Africa’s development agenda beyond 2015 was at the heart of discussions at the 15th International Economic Forum in Africa: “Africa beyond 2015”, in Berlin in September 2015. According to the OECD, Africa’s gross domestic product (GDP) growth is expected to strengthen to 2016 but poverty and hunger rates remain stubbornly high, progress in health and education is uneven, and huge inequalities persist between and within countries, and between women and men. Furthermore, low productivity and investment as well as weak or non-existent infrastructure are holding back economic and development progress. A panel of African leaders suggested that regional development strategies and local assets provide possible solutions to these challenges, and discussed special economic zones, economic corridors, strategies for lagging regions and slum upgrading for promoting regional development, overcoming spatial inequalities, mobilising local resources and creating productive employment opportunities. The importance of the Common African Position on the Post-2015 Development Agenda “to speak with one voice and to act in unity to ensure that Africa’s voice is heard and is fully integrated into the global development agenda,” was highlighted.

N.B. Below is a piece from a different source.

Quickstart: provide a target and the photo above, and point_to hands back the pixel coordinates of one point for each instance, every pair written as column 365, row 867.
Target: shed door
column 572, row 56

African leaders have signed an agreement to set up a massive free-trade area to improve regional integration and boost economic growth across the continent. The deal to create the African Continental Free Trade Area (AfCFTA) was signed at an extraordinary summit in Kigali, Rwanda by representatives of 44 of the 55 African Union (AU) member states. The agreement commits countries to removing tariffs on 90 percent of goods, with 10 percent of "sensitive items" to be phased in later. It will also liberalise trade in services and might in the future include free movement of people and a single currency. AfCFTA will now have to be ratified by individual countries. Nigeria pulled out of the signing ceremony. The Nigeria Labour Congress (NLC) had warned government against signing the agreement, calling it a "renewed, extremely dangerous and radioactive neo-liberal policy initiative". A further protocol, the Protocol on Free Movement of People has to date been signed by 27 countries.